Zentralmatura um ein Jahr verschoben

Bildungsministerin Claudia Schmied verteidigt ihre Entscheidung, die Zentralmatura um ein Jahr zu verschieben. Ursprünglich war geplant, ab dem Schuljahr 2013/2014 eine einheitliche, vergleichbare Maturaprüfung einzuführen. Nach Kritik von Lehrern, Eltern und Schülern wird die Zentralmatura ein Jahr später eingeführt.

Morgenjournal, 5.6.2012

"Zeit geben" bei Bedenken

An den Gymnasien muss es die zentrale Matura nun ab dem Schuljahr 2014/2015 geben, an den berufsbildenden Höheren Schulen ein Jahr später. Genauso eine Verzögerung hat Unterrichtsminister Claudia Schmied stets ausgeschlossen - bis sie den Aufschub gemeinsam mit dem ÖVP-Bildungssprecher Werner Amon verkündet hat.

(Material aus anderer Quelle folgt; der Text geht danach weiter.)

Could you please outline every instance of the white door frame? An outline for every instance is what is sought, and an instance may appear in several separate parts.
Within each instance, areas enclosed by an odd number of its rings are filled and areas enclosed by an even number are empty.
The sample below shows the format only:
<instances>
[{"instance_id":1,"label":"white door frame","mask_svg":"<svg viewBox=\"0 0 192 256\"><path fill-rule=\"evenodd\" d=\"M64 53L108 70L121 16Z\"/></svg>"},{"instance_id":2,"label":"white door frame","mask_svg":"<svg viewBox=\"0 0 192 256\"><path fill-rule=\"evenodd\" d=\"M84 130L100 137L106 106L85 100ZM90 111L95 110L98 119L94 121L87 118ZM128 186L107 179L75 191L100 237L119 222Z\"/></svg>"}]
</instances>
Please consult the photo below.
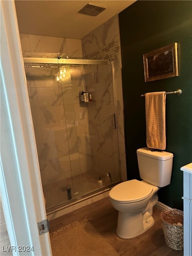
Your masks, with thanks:
<instances>
[{"instance_id":1,"label":"white door frame","mask_svg":"<svg viewBox=\"0 0 192 256\"><path fill-rule=\"evenodd\" d=\"M38 228L46 212L14 2L0 4L0 189L7 230L13 255L52 255L49 232L40 236Z\"/></svg>"}]
</instances>

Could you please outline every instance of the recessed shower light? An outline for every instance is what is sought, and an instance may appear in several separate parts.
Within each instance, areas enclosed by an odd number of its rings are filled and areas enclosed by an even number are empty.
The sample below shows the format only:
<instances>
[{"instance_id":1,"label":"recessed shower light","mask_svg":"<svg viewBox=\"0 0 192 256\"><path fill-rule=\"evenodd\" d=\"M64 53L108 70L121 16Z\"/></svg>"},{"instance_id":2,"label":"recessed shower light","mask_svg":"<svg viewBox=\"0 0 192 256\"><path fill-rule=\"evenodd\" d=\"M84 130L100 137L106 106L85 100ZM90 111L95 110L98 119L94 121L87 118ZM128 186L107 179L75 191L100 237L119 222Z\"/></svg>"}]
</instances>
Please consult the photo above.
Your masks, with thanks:
<instances>
[{"instance_id":1,"label":"recessed shower light","mask_svg":"<svg viewBox=\"0 0 192 256\"><path fill-rule=\"evenodd\" d=\"M79 13L82 14L90 15L91 16L97 16L102 11L105 10L106 8L93 4L87 4L78 12Z\"/></svg>"}]
</instances>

In der Zeit im Bild 2 erklärt die Ministerin ihren Schwenk damit, dass sie viele Gespräche unter anderem mit den Landesschulratspräsidenten, aber auch mit Schulpartnern geführt habe und noch einmal Revue passieren habe lassen, auch was ihre Gespräche in den Bundesländern ergeben haben. Schließlich sei sie gemeinsam mit Werner Amon gemeinsam zu dem Schluss gekommen, dass es wohl gut sei, wenn Eltern, Schüler und Lehrer derartige Bedenken haben, den Schulstandorten, die noch etwas Zeit brauchen, diese Zeit auch zu geben.

Längere Vorbereitung ist "ein gangbarer Weg"

Die Ministerin bestreitet, dass die Verschiebung an schlechter Vorbereitung auf die Zentralmatura liege. "Die Meinung teile ich dezidiert nicht," sagt Schmied in der ZIB2. Kein Unternehmen würde ein Innovationsprojekt gegen die Kunden durchziehen und da erscheine ihr das eine Jahr länger Vorbereitung ein gangbarer Weg. Schmied will weiter an der Umsetzung der Zentralmatura arbeiten.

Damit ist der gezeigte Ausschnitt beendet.